Martin attendit une explication. Il n'y en eut pas.
« Vous n'avez pas peur de paraître faible ? » demanda-t-il plus tard.
« Ils ont vu la rivière. Prétendre qu'elle était moins profonde ne la rendrait pas moins profonde. »
La simplicité de la réponse resta en lui.
Lorsque la fièvre commença à emporter Hugues, les décisions passèrent presque naturellement vers Martin. On lui demandait où placer les sentinelles, combien de chevaux détacher, quelle route prendre. Il renvoyait tout vers le capitaine jusqu'à ce que Hugues le traite d'imbécile.
« Une compagnie sent l'hésitation comme un cheval sent la peur. Les deux deviennent stupides s'il y en a trop. »
Martin avoua qu'il n'était pas prêt.
Hugues sourit faiblement.
« Les hommes dangereux sont ceux qui se disent prêts avant qu'on leur demande. »
Pendant les jours passés dans les marais de la Lys, les Lévriers comprirent ce que signifiait être déclaré hors-la-loi. Un paysan pouvait leur vendre du pain un matin et nier les avoir vus l'après-midi si un sergent royal arrivait. Une auberge acceptait leur argent mais refusait qu'ils dorment sous le toit. Les prêtres hésitaient à leur donner la communion.
Martin découvrit surtout que la légalité était un vêtement prêté par quelqu'un de plus puissant. La veille, il avait servi un capitaine français avec un contrat scellé.

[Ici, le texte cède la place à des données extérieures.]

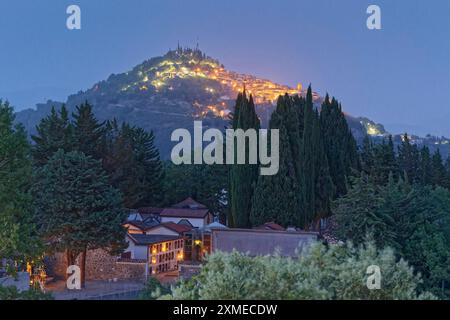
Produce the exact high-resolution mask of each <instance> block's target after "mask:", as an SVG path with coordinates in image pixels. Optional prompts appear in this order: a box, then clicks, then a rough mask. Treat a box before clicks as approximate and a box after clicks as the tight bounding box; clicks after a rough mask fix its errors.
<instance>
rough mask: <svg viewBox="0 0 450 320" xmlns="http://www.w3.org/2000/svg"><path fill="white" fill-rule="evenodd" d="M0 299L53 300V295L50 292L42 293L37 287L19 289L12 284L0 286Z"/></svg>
mask: <svg viewBox="0 0 450 320" xmlns="http://www.w3.org/2000/svg"><path fill="white" fill-rule="evenodd" d="M0 300H53V297H52V295H51V294H50V293H44V292H42V291H41V290H40V289H37V288H30V289H29V290H27V291H19V290H17V288H16V287H14V286H10V287H3V286H0Z"/></svg>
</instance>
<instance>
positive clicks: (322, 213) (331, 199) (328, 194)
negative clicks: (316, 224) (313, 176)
mask: <svg viewBox="0 0 450 320" xmlns="http://www.w3.org/2000/svg"><path fill="white" fill-rule="evenodd" d="M312 145H313V154H314V158H315V163H314V172H315V177H314V194H315V195H314V221H315V222H318V221H319V219H320V218H325V217H328V216H329V215H330V214H331V201H332V200H333V197H334V193H335V190H336V188H335V186H334V184H333V180H332V177H331V175H330V169H329V161H328V158H327V151H326V149H325V146H324V135H323V132H322V128H321V125H320V118H319V113H318V111H317V110H316V111H315V112H314V117H313V133H312Z"/></svg>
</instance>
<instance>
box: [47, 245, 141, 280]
mask: <svg viewBox="0 0 450 320" xmlns="http://www.w3.org/2000/svg"><path fill="white" fill-rule="evenodd" d="M66 261H67V259H66V255H65V254H64V253H57V254H55V255H53V256H51V257H48V258H47V259H46V267H47V273H48V274H49V276H53V277H55V278H58V279H64V278H65V274H66V268H67V262H66ZM79 262H80V257H78V258H77V260H76V264H77V265H79ZM115 279H117V280H125V279H135V280H144V279H145V262H143V261H139V262H134V261H133V262H132V261H123V262H121V261H119V259H118V257H117V256H111V255H110V254H109V253H108V252H107V251H106V250H103V249H96V250H89V251H88V253H87V256H86V280H115Z"/></svg>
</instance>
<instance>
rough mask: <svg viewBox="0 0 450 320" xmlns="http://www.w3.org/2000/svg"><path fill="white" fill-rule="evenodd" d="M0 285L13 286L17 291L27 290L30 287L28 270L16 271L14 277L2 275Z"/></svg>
mask: <svg viewBox="0 0 450 320" xmlns="http://www.w3.org/2000/svg"><path fill="white" fill-rule="evenodd" d="M0 286H2V287H10V286H13V287H16V288H17V290H18V291H27V290H28V289H30V275H29V274H28V272H18V273H17V276H16V277H10V276H8V277H2V278H0Z"/></svg>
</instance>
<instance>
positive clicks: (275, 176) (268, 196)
mask: <svg viewBox="0 0 450 320" xmlns="http://www.w3.org/2000/svg"><path fill="white" fill-rule="evenodd" d="M291 102H292V100H291V98H290V97H289V96H284V97H282V96H280V97H279V98H278V102H277V108H276V110H275V111H274V112H273V113H272V116H271V119H270V129H278V130H279V136H280V142H279V151H280V163H279V170H278V173H277V174H276V175H273V176H262V175H261V176H259V178H258V182H257V185H256V190H255V194H254V197H253V201H252V211H251V215H250V219H251V223H252V225H260V224H263V223H265V222H268V221H275V222H276V223H279V224H281V225H284V226H289V225H297V223H298V213H299V212H300V189H299V183H298V174H299V172H297V170H298V168H296V166H297V163H296V162H298V161H297V160H298V156H299V150H298V149H299V138H298V137H297V140H294V139H292V138H293V137H292V136H293V133H294V135H295V134H298V132H297V131H296V130H294V131H293V132H290V131H289V128H290V127H291V126H292V125H293V124H294V123H295V121H293V120H295V119H298V118H293V117H292V115H293V114H295V113H296V112H297V111H296V110H295V109H296V107H294V105H293V104H292V103H291ZM297 124H298V122H297ZM296 129H298V127H297V128H296ZM269 135H270V131H269ZM268 141H270V137H268ZM293 144H294V145H293ZM295 144H298V146H297V145H295ZM295 152H297V153H296V154H295Z"/></svg>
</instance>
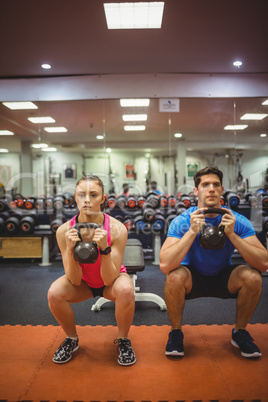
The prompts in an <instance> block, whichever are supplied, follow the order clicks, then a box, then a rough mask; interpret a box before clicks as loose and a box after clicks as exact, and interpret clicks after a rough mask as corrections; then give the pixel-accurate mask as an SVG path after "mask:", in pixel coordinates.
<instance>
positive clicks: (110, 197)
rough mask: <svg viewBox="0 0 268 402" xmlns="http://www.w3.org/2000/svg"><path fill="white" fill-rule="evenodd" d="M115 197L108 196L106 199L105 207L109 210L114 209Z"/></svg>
mask: <svg viewBox="0 0 268 402" xmlns="http://www.w3.org/2000/svg"><path fill="white" fill-rule="evenodd" d="M116 198H117V197H116V195H115V194H110V195H109V196H108V199H107V207H108V208H110V209H114V208H115V205H116Z"/></svg>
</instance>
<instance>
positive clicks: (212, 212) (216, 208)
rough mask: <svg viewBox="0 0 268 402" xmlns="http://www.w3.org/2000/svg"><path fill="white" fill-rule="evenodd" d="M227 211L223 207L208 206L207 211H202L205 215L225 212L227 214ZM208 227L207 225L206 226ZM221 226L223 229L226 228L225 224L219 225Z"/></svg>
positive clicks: (222, 212)
mask: <svg viewBox="0 0 268 402" xmlns="http://www.w3.org/2000/svg"><path fill="white" fill-rule="evenodd" d="M226 213H227V212H226V211H224V210H223V209H222V208H208V209H207V210H206V211H202V212H201V214H203V215H205V214H219V215H222V216H223V215H224V214H226ZM205 227H206V226H205ZM219 228H220V229H221V230H224V226H223V225H221V226H219Z"/></svg>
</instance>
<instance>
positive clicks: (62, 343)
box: [52, 338, 79, 363]
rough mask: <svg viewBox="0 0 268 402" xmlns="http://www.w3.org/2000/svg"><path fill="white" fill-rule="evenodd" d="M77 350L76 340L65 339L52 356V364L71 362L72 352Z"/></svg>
mask: <svg viewBox="0 0 268 402" xmlns="http://www.w3.org/2000/svg"><path fill="white" fill-rule="evenodd" d="M78 348H79V345H78V338H77V340H76V341H75V340H73V339H71V338H66V339H65V341H63V342H62V344H61V345H60V347H59V349H58V350H57V351H56V353H55V354H54V357H53V359H52V360H53V362H54V363H67V362H68V361H69V360H71V358H72V354H73V352H75V351H76V350H77V349H78Z"/></svg>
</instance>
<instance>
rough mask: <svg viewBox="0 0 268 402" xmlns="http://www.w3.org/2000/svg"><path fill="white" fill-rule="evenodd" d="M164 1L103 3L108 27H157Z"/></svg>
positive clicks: (110, 27)
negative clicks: (131, 2) (118, 2)
mask: <svg viewBox="0 0 268 402" xmlns="http://www.w3.org/2000/svg"><path fill="white" fill-rule="evenodd" d="M163 11H164V2H163V1H155V2H150V3H149V2H139V3H104V12H105V17H106V22H107V26H108V29H152V28H153V29H159V28H161V25H162V18H163Z"/></svg>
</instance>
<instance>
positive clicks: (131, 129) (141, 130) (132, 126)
mask: <svg viewBox="0 0 268 402" xmlns="http://www.w3.org/2000/svg"><path fill="white" fill-rule="evenodd" d="M124 130H125V131H144V130H145V126H142V125H141V126H135V125H133V126H124Z"/></svg>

Le lendemain, le même capitaine pouvait présenter son obéissance comme une preuve de trahison.
« Tu croyais que les parchemins protégeaient ? » demanda Hugues avant que sa fièvre ne l'emporte complètement.
« Ils devraient. »
« Ils protègent quand quelqu'un a intérêt à les respecter. C'est déjà mieux que rien. »
Martin conserva l'ordre d'arrestation trouvé sur le cavalier mort. Plus tard, il le plaça à côté d'un ancien contrat signé par Arnaud. Les deux portaient des sceaux officiels. Les deux racontaient des vérités incompatibles sur les mêmes hommes.
Cette paire de parchemins fut l'une des raisons pour lesquelles il insista ensuite sur les copies, les témoins et les lectures publiques. Un document seul pouvait être retourné. Plusieurs copies, connues de plusieurs communautés, résistaient mieux à la volonté d'un seul seigneur.
Les marais lui enseignèrent ainsi une leçon qu'il n'aurait jamais apprise sous Raoul : un homme sans protection juridique devait parfois fabriquer lui-même les conditions qui rendaient sa parole crédible.